As mentioned in the last post, blogspot got upset with me about the quantity of photos that I was posting from our trip so I had to split this into two parts. Then I got distracted by various things and so the second half of that story hasn't been written until now.
Upon turning off down the road towards the Henry Mountains, we drove up a narrow dirt road through various ecozones. Ascending in elevation, we passed through the desert floor, up into a more vegetated but still sandstone and red-dirt based level, and then gradually up into the pine trees and aspen groves of the mountains. It was mid-autumn and the aspens were incredible. The road was covered in a thick carpet of yellow aspen leaves and as we watched, the wind rattled the branches and the falling leaves gave the impression that it was snowing fat, yellow flakes. The road continued to narrow and N took us up it expertly until we broke through the trees. We stopped in a high meadow and turned to look out across the landscape. There was a freezing wind, and above us, the peaks of the mountains were snowcapped, but below us there was the red of the desert floor, and the dry canyons we'd just come from, and far in the distance, the snow-capped La Sals (which we initially thought might have been the higher San Juans, in Colorado, but in retrospect they were much too far away).
From there, we turned and drove out of the mountains and back into the desert, to see Lake Powell. Lake Powell is part of the enormous Glen Canyon National Recreation Area, and it was a very strange sight to see. I had never been there, had only read about the flooding of the natural sandstone canyons when the Colorado was dammed in the 1960s to create reservoirs to feed water-hungry cities in Arizona, Nevada, and California, and to see a lake in the middle of the desert was very strange. Moreover, the lake is ENORMOUS! I can't even express how big it was -- and how strange it looked. Unlike it's downstream partner, Lake Mead, Lake Powell does not seem to have gone down very much in the past few years of drought, but there are still areas where it is clear that the lake has shrunk from a previous high level. The strangest part of it was the presence of green water reeds clustered down along the shoreline -- these do not look right in the red sandstone canyons. Edward Abbey mourned the loss of the unexplored canyons that were flooded to create this thing in Desert Solitaire, which I read several years ago, but I didn't fully understand what was lost until I saw it. Just the thought of all the archaeology submerged below its surface...
We stared out at the lake from clifftops for a while, and then had a look at where the river flows into it, and talked about all these things, and then started to drive back towards Denver in earnest. We were many hours away and had a lot of ground to cover. We skirted around Canyonlands National Park and then turned towards the La Sal Mountains and on towards the Colorado border. N chose a route for us that would take us on a road we'd never taken before -- hard to do between the two of us in Colorado, but he managed it.

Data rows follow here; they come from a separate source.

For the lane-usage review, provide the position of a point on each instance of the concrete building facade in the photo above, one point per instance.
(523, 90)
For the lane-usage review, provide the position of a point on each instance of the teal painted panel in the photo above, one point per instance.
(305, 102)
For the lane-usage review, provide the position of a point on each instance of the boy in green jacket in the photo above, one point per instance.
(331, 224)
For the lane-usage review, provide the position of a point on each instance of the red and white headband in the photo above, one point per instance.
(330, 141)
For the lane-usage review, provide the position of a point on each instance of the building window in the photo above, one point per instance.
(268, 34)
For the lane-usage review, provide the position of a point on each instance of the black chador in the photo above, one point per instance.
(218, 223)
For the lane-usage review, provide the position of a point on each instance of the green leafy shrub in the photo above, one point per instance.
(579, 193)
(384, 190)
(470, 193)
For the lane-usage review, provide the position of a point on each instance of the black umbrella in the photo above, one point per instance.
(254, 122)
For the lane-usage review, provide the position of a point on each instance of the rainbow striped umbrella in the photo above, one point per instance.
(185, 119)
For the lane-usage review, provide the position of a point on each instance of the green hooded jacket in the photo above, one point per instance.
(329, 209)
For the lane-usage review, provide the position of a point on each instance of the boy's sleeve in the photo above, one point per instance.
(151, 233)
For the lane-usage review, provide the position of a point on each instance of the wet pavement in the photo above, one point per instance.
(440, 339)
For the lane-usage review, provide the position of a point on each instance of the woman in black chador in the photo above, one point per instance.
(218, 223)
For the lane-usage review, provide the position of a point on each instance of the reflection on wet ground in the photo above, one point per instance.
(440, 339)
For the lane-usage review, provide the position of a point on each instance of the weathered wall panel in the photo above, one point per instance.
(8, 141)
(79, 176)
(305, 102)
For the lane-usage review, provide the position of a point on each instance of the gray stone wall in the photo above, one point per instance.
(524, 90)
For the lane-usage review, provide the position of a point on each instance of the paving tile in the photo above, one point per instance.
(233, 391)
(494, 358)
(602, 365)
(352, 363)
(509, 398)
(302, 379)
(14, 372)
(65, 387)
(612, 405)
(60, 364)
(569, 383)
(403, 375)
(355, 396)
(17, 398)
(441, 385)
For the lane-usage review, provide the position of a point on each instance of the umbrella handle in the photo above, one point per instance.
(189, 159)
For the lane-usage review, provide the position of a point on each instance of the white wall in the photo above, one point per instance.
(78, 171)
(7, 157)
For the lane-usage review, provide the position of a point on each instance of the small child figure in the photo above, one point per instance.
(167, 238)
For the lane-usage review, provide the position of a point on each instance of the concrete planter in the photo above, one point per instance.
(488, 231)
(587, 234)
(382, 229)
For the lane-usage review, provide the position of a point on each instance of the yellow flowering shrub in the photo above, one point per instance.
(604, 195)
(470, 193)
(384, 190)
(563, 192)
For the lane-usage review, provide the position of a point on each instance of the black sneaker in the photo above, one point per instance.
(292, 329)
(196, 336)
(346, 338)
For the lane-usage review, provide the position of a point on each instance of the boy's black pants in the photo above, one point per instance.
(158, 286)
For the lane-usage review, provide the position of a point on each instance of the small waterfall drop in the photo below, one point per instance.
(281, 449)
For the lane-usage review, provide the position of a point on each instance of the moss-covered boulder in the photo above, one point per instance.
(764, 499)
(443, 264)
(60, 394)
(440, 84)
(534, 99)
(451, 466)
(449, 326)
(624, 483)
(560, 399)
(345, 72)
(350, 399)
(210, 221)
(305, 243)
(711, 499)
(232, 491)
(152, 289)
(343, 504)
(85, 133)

We drove along the path of the Dolores River. I once camped for a week along this river on the Colorado/Utah border, but had never followed it closer to its source in the San Miguel Mountains (near Mt Wilson). This took us through Paradox Valley, so named due to the fact that, paradoxically, the Dolores flows across it rather than down its length. The area is sparsely populated but beautiful. Following that we moved back into the red sandstone of the Dolores River Valley, and travelled through a very wild, uninhabited region. We passed the "Hanging Flume", a relic of an engineering feat from the age of mining, whose signpost proclaimed that it was just as endangered as the Great Wall of China and the Taj Mahal (complete with pictures comparing the three) (here's a picture of the Hanging Flume from flickr, for your comparison purposes: http://www.flickr.com/photos/80651083@N00/172358020/).
From there we carried on, away from the desert and up into the snowy Rockies, then down again to Denver. The most notable happening of our final portion of the trip was when we turned on the radio as we neared Grand Junction with the hopes of hearing the score of the Broncos game... and heard that the score was 38-0 in the first half... before hearing that the Broncos were the 0 side of that equation. N's jaw was literally hanging open for a few minutes after that. Luckily he managed to pull it together and we made it back home without further incident.
And thus endeth the account of the Third Anderson-Hale Expedition to Southeast Utah/Southwestern Colorado in the year of Our Lord 2010.